There are a few reasons I feel particularly connected to this topic, and worth mentioning in the proposal. I have family members who worked in the medical profession. One of them, who was very passionate about providing care as a doctor ( Gastroenterology) retired early ( and went into public education ) out of exasperation with how insurance companies began to meddle in the processes and determine the options for treatment.

Another pertinent personal anecdote: In the 90s, I became a freelance employee at the UC San Francisco Medical School in an unusual department called Empact, which organized arts and culture events for the university and its very large public/private/partner hospital. My role was assisting in setting up things like lunchtime concerts, lectures, performances and film screenings. And this was all part of an initiative on campus which included a health + fitness + cultural center. This provided a whole range of holistic and social services to doctors, students, corporate researchers and care workers, and also – to some extent – the neighboring Parnassus community. Holistic, also because it brought these different sectors of society together through cultural events.

An extraordinary feature in hindsight, this job provided me with a very crucial support network at a time in my life that was under very difficult pressures to survive as a self-employed artist, activist and sound engineer in a city that was becoming increasingly competitive “under the political spell of predatory neoliberal shifts and technological disruption strategies of the Big Tech Industries”. This introduced a whole viral spectrum of changes that did NOT care about the impacts on the working class, people’s professions and livelihoods, nor citizens in general. This integrating social center served in part as my own personal “health care” at a time when i could not afford any official health plan. And the experience led to working with other arts and culture centers in the city.

With this as background, CiTiZEN KiNO delivers some new cultural experimentation that could bring together the different players and subjects of the Care Industries… and thereby provide diverse community gatherings which become the means to self-reflect, dialogue, debate and interact in the midst of all the technological changes that appear to be coming down the “factory” pipe, in a potentially threatening industrialized + futurist acceleration.

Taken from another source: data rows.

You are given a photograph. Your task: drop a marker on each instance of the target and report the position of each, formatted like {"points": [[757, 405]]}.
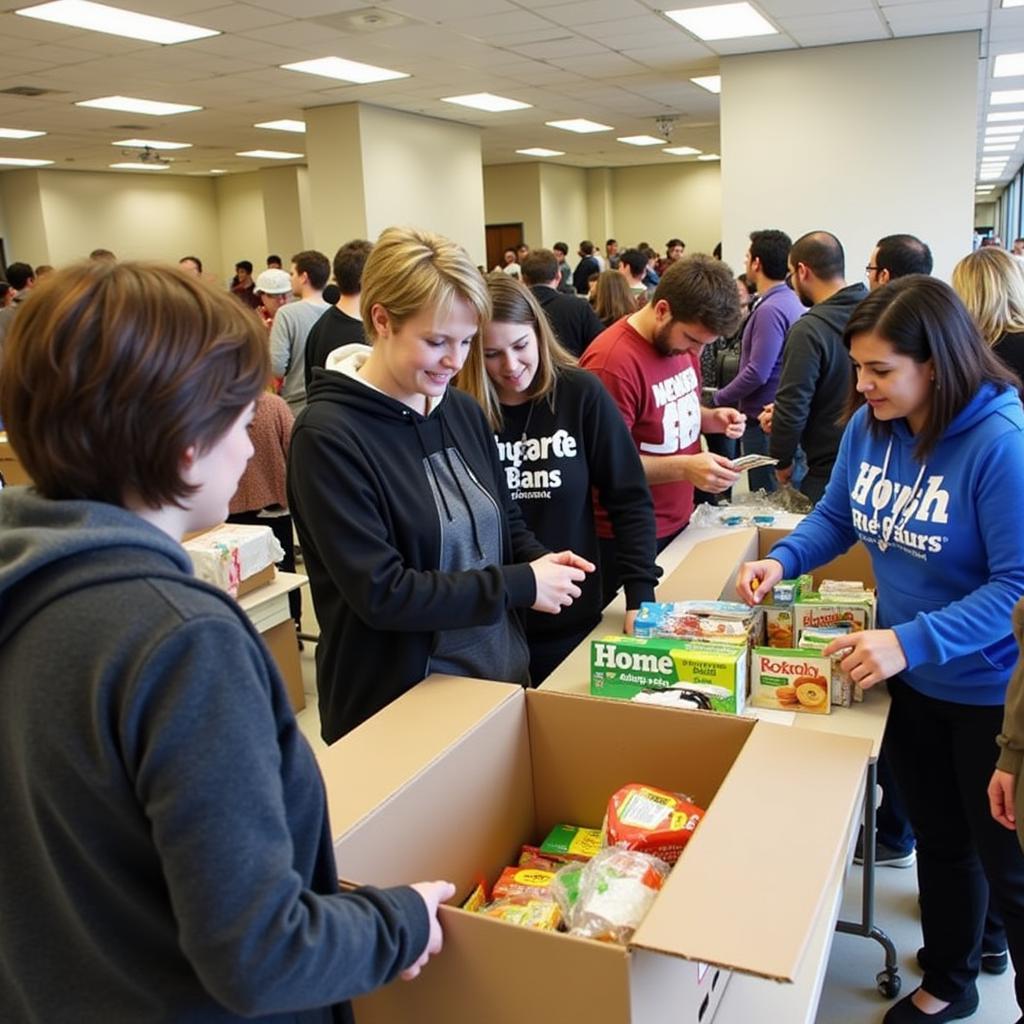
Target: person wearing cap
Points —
{"points": [[273, 289]]}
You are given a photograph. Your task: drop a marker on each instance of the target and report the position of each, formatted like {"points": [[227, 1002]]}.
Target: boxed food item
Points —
{"points": [[842, 684], [685, 674], [791, 680], [457, 774], [235, 557]]}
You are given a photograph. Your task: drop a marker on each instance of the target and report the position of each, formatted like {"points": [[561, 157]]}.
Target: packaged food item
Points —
{"points": [[650, 820], [527, 911], [687, 674], [571, 842], [842, 684], [616, 890], [522, 882], [790, 679]]}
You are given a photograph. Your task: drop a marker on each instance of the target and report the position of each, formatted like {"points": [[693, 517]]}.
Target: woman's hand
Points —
{"points": [[433, 894], [557, 574], [757, 579], [872, 655], [1000, 798]]}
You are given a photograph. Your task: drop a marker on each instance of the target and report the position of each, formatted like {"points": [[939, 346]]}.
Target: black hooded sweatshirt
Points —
{"points": [[815, 384], [361, 487]]}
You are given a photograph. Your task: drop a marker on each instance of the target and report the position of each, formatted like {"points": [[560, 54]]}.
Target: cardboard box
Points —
{"points": [[451, 779], [682, 673], [791, 680]]}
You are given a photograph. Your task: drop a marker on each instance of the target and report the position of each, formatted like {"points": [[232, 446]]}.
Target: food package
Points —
{"points": [[685, 674], [571, 842], [650, 820], [616, 890], [232, 553], [522, 882], [842, 684], [791, 680], [527, 911]]}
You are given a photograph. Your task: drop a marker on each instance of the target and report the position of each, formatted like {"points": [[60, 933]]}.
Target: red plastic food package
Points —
{"points": [[651, 820]]}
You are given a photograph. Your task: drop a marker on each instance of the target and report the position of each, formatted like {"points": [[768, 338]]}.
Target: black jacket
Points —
{"points": [[371, 538], [814, 387], [556, 457], [572, 318]]}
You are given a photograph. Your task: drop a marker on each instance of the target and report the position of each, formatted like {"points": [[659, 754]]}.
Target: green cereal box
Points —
{"points": [[688, 674]]}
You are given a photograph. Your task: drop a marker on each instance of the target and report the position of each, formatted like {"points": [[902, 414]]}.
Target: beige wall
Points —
{"points": [[512, 194], [563, 206], [870, 138], [663, 201], [241, 221], [138, 216]]}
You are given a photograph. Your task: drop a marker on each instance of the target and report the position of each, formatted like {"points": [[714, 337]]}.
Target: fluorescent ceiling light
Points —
{"points": [[1009, 65], [116, 22], [285, 124], [151, 143], [1000, 97], [133, 105], [346, 71], [580, 125], [728, 20], [270, 155], [713, 83], [640, 140], [486, 101], [19, 162], [19, 133]]}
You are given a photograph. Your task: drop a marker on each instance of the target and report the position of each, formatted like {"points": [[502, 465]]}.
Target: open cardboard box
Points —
{"points": [[450, 780]]}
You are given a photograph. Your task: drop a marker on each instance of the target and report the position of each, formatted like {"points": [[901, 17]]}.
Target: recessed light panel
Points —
{"points": [[713, 83], [285, 124], [580, 125], [19, 133], [151, 143], [152, 107], [116, 22], [270, 155], [20, 162], [345, 71], [727, 20], [486, 101]]}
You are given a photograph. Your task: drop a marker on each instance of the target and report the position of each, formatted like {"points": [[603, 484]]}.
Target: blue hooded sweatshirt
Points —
{"points": [[948, 557]]}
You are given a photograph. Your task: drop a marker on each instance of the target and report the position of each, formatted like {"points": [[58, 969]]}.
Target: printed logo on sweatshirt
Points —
{"points": [[679, 399], [891, 511], [535, 482]]}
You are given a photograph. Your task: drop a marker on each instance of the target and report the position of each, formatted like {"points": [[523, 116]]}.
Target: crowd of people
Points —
{"points": [[474, 464]]}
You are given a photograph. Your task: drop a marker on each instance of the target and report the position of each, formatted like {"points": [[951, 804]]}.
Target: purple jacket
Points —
{"points": [[761, 352]]}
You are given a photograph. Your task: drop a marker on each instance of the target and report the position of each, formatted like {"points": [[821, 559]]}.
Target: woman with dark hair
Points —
{"points": [[612, 298], [560, 437], [930, 463]]}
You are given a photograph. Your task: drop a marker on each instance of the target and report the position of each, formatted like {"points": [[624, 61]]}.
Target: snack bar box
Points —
{"points": [[451, 779]]}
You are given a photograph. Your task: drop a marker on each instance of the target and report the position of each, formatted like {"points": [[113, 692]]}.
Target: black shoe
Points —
{"points": [[885, 856], [905, 1012], [995, 963]]}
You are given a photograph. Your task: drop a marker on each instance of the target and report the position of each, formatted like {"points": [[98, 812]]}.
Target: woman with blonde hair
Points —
{"points": [[990, 283], [612, 298], [418, 559], [560, 437]]}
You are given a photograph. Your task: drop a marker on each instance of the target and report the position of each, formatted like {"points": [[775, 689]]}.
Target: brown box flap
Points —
{"points": [[747, 892]]}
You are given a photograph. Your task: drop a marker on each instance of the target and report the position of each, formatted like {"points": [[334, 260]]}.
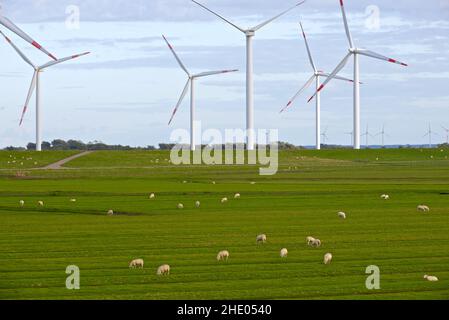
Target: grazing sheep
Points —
{"points": [[423, 208], [223, 255], [137, 263], [262, 238], [328, 258], [431, 278], [284, 253], [163, 270], [316, 243], [342, 215]]}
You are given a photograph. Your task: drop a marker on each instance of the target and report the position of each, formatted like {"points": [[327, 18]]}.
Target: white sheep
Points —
{"points": [[262, 238], [423, 208], [327, 258], [284, 253], [223, 255], [137, 263], [342, 215], [163, 270], [431, 278]]}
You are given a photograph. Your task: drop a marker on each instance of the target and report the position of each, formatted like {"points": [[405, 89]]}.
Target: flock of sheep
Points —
{"points": [[164, 270]]}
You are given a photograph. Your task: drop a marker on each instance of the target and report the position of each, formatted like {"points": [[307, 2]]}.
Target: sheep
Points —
{"points": [[284, 253], [431, 278], [223, 255], [262, 238], [137, 263], [342, 215], [423, 208], [327, 258], [163, 270]]}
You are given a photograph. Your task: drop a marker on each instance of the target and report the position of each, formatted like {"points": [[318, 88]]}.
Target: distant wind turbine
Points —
{"points": [[190, 82], [356, 52], [249, 33], [316, 76], [429, 134], [35, 85], [11, 26]]}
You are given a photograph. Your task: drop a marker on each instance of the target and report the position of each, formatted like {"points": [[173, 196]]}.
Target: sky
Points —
{"points": [[125, 91]]}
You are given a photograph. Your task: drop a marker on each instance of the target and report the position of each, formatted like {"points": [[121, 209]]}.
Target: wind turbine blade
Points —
{"points": [[308, 83], [308, 48], [219, 16], [25, 58], [30, 93], [11, 26], [176, 56], [183, 95], [380, 57], [327, 75], [211, 73], [52, 63], [345, 21], [276, 17], [334, 73]]}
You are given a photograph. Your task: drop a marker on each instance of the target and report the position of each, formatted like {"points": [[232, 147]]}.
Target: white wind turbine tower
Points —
{"points": [[355, 52], [11, 26], [249, 33], [367, 134], [190, 82], [447, 133], [383, 134], [429, 134], [35, 85], [316, 76]]}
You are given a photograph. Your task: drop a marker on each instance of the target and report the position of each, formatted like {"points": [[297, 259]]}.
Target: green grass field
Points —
{"points": [[37, 244]]}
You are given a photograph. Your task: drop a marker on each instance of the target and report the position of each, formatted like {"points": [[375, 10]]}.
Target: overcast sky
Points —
{"points": [[124, 92]]}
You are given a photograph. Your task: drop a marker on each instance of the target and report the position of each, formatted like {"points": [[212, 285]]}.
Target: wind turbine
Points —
{"points": [[367, 134], [35, 85], [11, 26], [355, 52], [447, 133], [429, 134], [316, 76], [249, 33], [190, 82], [383, 134]]}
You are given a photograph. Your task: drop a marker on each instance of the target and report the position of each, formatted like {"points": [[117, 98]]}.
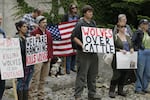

In addition, “Engineering Care” provides the CiTiZEN KiNO project a chance to investigate further a very central and recurring theme what we have been analyzing for several years: the technological environments, and their impacts on humans, society and eco-systems. And we are currently developing shows which critically investigate the implications of the so-called “4th Industrial Revolution” and its impacts on Green New Deal concepts which aim to heal our troubled terrestrial habitat. As we are all now beginning to understand more clearly how industrialization + Big Tech agendas have severely wounded our well-being, social fabric and the earth. We would be wise to look for new ways to avoid the expanding hubris of “move fast and break things” ideologies as they enter into the fields of medicine and social work. Tactical media and education are urgent !

Please Note:

1. All C-KiNOs are described in an essay / blog at XLterrestrials.org and are available there for public input and response.

2. C-KINO performances are public performances at chosen venues. No one is turned away for lack of funds. And we accept
donations.

3. I have been commissioned by the Journal of Aesthetics and Protest to publish a book about the C-KINO platform in 2020. C-KiNO #86/87, if accepted by Schloss Solitude, will likely be included in our list of performance topics.